Hyundai, another official partner, plans to launch several initiatives, including trophy tours, across India, according to a statement released by the company. The auto maker is also running an online campaign called ‘Fans of Brilliance’. Meanwhile, in an attempt to woo Indian tourists during the World Cup, the tourism boards of both Australia and New Zealand have launched several campaigns and promotional activities. Tourism Australia has partnered with travel website Yatra.com to specially curate a portfolio of 30 travel packages.
“These itineraries will give tourists an opportunity to indulge in uniquely Aussie activities on the sidelines of the cricket matches,” said Nishant Kashikar, country manager, India and Gulf, Tourism Australia. According to feedback from accredited travel agents for the ICC World Cup, there has been significant interest in World Cup packages and over 6,000 cricket enthusiasts from India are expected to travel for the event. David Craig, general manager, Asia, Tourism New Zealand, said his organization is gearing up with a range of initiatives during the course of the World Cup and pointed out that his country and Australia have launched a new visa programme. Players, officials and fans will need to apply for only one visa to visit both countries during the tournament, he added.
With four months of back-to-back cricket entertainment, there’s also the fear that advertisers may choose between the two tournaments, although an ad executive said both could benefit. “It’s the same scenario like it was in 2011,” said Vinit Karnik, national director of GroupM ESP India, the sports marketing arm of the agency. “In fact, back then, when the World Cup was held in India, both tournaments did very well.” “Cricket season is one of the most exciting times for the industry in India. We plan to spend 15-20% of our total marketing budget for this year during IPL and World Cup,” said Manish Sharma, managing director of Panasonic India and South Asia.

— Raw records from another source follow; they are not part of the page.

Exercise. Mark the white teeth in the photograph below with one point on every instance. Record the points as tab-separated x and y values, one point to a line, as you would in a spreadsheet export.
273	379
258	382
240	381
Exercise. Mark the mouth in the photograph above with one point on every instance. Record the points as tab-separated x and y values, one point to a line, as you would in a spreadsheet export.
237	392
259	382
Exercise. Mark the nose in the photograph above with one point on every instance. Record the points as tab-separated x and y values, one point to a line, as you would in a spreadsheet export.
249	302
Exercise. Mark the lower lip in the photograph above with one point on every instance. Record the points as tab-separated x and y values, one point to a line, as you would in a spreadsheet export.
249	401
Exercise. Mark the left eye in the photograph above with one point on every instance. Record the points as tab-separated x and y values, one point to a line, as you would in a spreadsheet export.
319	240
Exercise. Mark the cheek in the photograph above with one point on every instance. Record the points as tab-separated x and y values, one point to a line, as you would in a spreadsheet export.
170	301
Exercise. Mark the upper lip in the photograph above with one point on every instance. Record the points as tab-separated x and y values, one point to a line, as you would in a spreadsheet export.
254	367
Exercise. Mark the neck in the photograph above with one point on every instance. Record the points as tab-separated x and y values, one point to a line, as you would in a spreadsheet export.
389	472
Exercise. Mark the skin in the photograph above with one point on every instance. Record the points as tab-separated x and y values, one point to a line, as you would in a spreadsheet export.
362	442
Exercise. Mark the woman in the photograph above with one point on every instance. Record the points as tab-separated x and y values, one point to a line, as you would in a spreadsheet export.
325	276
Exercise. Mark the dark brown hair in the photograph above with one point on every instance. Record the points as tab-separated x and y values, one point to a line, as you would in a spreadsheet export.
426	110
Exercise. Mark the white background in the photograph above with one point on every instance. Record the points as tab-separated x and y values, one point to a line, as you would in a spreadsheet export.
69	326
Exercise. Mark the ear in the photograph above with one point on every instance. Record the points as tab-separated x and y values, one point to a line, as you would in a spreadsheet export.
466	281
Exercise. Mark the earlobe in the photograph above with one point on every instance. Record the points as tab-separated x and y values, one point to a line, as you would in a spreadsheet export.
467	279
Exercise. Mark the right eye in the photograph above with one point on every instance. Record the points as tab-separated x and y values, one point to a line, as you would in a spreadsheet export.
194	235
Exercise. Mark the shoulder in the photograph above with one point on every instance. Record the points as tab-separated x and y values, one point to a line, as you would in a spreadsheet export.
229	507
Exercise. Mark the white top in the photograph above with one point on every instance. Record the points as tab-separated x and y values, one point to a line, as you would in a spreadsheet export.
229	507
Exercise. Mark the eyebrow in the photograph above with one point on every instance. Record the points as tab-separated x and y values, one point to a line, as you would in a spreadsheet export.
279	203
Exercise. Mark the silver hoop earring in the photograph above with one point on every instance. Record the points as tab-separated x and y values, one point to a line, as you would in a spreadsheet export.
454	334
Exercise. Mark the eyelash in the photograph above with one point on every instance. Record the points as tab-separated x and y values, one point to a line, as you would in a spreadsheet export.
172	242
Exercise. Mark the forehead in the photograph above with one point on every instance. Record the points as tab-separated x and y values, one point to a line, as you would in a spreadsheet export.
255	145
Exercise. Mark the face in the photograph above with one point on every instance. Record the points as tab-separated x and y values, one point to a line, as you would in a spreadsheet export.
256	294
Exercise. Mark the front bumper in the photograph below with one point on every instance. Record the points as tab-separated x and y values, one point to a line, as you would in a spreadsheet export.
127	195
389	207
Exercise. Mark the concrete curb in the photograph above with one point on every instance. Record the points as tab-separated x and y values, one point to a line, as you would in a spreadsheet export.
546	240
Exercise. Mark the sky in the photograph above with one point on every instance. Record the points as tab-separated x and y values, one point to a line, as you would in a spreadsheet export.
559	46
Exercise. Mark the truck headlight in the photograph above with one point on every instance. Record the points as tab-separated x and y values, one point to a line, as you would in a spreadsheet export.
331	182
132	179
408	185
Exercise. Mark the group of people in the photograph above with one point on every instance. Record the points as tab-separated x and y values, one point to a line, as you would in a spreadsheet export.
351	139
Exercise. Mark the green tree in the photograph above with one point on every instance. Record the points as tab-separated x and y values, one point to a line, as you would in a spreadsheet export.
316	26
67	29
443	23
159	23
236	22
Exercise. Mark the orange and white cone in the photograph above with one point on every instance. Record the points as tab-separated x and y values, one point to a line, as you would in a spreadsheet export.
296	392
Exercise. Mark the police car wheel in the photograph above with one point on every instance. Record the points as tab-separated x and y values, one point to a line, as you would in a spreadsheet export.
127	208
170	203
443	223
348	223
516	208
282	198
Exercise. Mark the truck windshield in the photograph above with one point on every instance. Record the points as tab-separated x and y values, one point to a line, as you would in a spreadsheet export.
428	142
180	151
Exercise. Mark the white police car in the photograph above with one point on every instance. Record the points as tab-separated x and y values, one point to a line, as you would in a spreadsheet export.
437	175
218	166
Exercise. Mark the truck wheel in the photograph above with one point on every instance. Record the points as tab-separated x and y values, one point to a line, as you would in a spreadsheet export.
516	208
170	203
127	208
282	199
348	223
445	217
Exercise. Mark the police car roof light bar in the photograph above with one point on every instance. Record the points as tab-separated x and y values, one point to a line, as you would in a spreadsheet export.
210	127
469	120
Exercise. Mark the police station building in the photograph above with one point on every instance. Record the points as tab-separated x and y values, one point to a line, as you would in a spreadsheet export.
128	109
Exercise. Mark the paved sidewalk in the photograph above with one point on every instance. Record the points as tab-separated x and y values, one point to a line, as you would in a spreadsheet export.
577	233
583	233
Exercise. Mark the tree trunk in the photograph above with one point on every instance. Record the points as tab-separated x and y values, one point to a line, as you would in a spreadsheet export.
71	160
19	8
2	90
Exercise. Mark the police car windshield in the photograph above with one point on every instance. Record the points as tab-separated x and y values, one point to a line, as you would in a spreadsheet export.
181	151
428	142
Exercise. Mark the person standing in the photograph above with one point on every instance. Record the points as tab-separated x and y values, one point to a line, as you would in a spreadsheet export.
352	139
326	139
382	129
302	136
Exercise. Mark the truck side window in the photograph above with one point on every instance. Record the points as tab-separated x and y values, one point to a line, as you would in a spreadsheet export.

Rohit Gupta, president, network sales, at Multi Screen Media Pvt. Ltd, the official telecast partner for IPL, said he isn’t worried about the World Cup taking away ad spends from IPL this year. “Over the years, IPL has proved itself a risk-free property,” he said. Even though Parliamentary elections happened in April and May 2014 (necessitating the shift of the first leg of IPL to the United Arab Emirates), TV ratings witnessed a growth of 7-8 %. “This year too, there is an assured rating of 4.5,” he said.
During the previous IPL season, ad inventory rates were around Rs.4.5-5 lakh for a 10 second spot. Presenting sponsors paid between Rs.50-60 crore for their association with IPL last year, while associate sponsors paid around Rs.35 crore. Gupta said he was looking at eight to 10 sponsorships this year, the same as the previous year, although he declined to comment on expected prices. Multi Screen Media said recently that it has increased the advertising rates for the coming edition of IPL by 10%. “Both the IPL and World Cup are very promising platforms for brands, providing quick visibility and high-reach,” said Hari Krishnan, managing director of media services agency ZenithOptimedia India.
Last year saw around 1,400 new advertisers come on board across TV channels, Krishnan pointed out. “There’s huge interest from e-commerce companies and even handset makers,” he said. While it may seem that a chunk of ad spends may shift from general entertainment channels towards these sporting properties, “many non-sport channels will also capitalize on this sentiment with related programming”, he said. Ashish Bhasin, chairman and chief executive, South Asia, for Dentsu Aegis Network, said both eyeballs and advertising for the World Cup will depend on how the defending champions, India, perform. “Else, the relative interest in the property will decline,” Bhasin noted.